SQL: The second oldest date

Imagine you've got a table similar to this:

 |email          |   purchase_date      |
 |:--------------|:---------------------|
 |stan@gmail.com |  Jun 30 2020 12:00AM |  
 |stan@gmail.com |  Aug 05 2020 5:00PM  |  
 |stan@gmail.com |  Mar 22 2018 3:00AM  |  
 |eric@yahoo.com |  Aug 05 2020 5:00PM  |  
 |eric@yahoo.com |  Mar 22 2018 3:00PM  |  
 |kyle@gmail.com |  Mar 22 2018 3:00PM  |  
 |kyle@gmail.com |  Jun 30 2020 12:00AM |  
 |kyle@gmail.com |  Aug 05 2020 5:00PM  |  
 |kenny@gmail.com|  Aug 05 2020 5:00PM  |

Totally random.
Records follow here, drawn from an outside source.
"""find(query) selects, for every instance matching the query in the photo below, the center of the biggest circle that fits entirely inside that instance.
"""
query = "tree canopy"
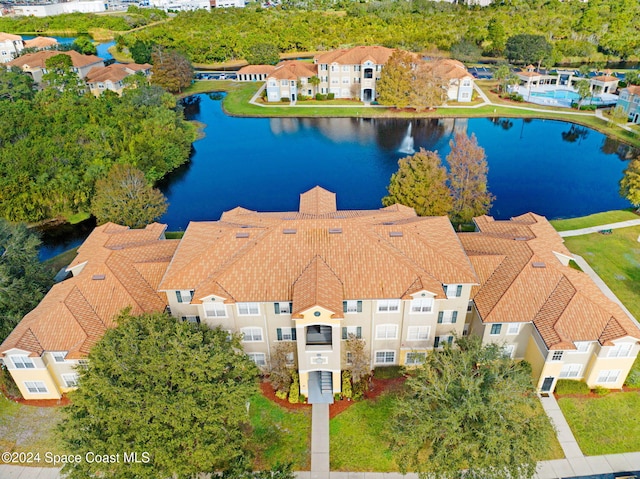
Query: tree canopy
(172, 389)
(23, 278)
(420, 183)
(125, 197)
(469, 407)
The actual database I work with is actually more complex with much more columns.

Both the columns are STRING type. Which is not convenient. The purchase date should be DATE type. Kenny made only one purchase, so there shouldn't be any row for him in the result table. Also notice that a there's a lot of identical dates.
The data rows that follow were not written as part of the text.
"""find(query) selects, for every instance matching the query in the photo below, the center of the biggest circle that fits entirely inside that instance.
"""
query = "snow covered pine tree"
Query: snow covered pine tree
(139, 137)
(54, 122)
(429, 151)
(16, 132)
I'd like to select the email and the 2nd oldest purchase date (named as 'second_purchase') for each email address, so that the result looks like this:

|email          | second_purchase      |
|:--------------|:-------------------- |
|stan@gmail.com | Jun 30 2020 12:00AM  | 
|eric@yahoo.com | Aug 05 2021 5:00PM   | 
|kyle@gmail.com | Jun 30 2020 12:00AM  |

I can't seem to get the logic or syntax right. I don't want to put all my codes in here, because I've tried many variations of my idea... It didn't seem to work somehow. But I'd love to see an example code from someone skilled in SQL. My idea is maybe not that great..:-)
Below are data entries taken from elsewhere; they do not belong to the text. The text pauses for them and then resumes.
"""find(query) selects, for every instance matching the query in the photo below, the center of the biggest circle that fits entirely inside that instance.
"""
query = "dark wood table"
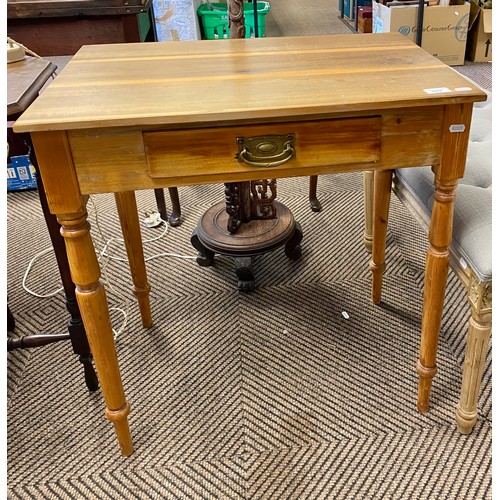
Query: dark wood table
(61, 27)
(25, 79)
This version is actually SOQL (Salesforce Object Query Language). That could be important.

Sorry for not styling the table properly, I didn't seem to work either, even when I used the recommended styling. I wasn't able to post. That was actually quite frustrating.

Anyway, thank you for any help!

Solution

You could try the following sql which uses a dense_rank over each user's email and orders by a casted purchase_date

Query #1

WITH date_converted_table AS (
    SELECT
        email,
        purchase_date,
        DENSE_RANK() OVER (
          PARTITION BY email
          ORDER BY CAST(purchase_date as timestamp) ASC
        ) dr
    FROM
        mytable
)
SELECT
    email,
    purchase_date as second_purchase
FROM 
    date_converted_table
WHERE dr=2;

email	second_purchase
eric@yahoo.com	Aug 05 2020 5:00PM
kyle@gmail.com	Jun 30 2020 12:00AM
stan@gmail.com	Jun 30 2020 12:00AM

Query #2

SELECT
    email,
    purchase_date as second_purchase
FROM (
    SELECT
        email,
        purchase_date,
        DENSE_RANK() OVER (
          PARTITION BY email
          ORDER BY CAST(purchase_date as timestamp) ASC
        ) dr
    FROM
        mytable
) tb
WHERE dr=2;

email	second_purchase
eric@yahoo.com	Aug 05 2020 5:00PM
kyle@gmail.com	Jun 30 2020 12:00AM
stan@gmail.com	Jun 30 2020 12:00AM

View on DB Fiddle

Update 1

As it pertains to follow up question in comment:

Is it possible to upgrade the result so that there are first_purchase dates (where dr=1) adn second_purchase dates (where dr=2) in separate columns?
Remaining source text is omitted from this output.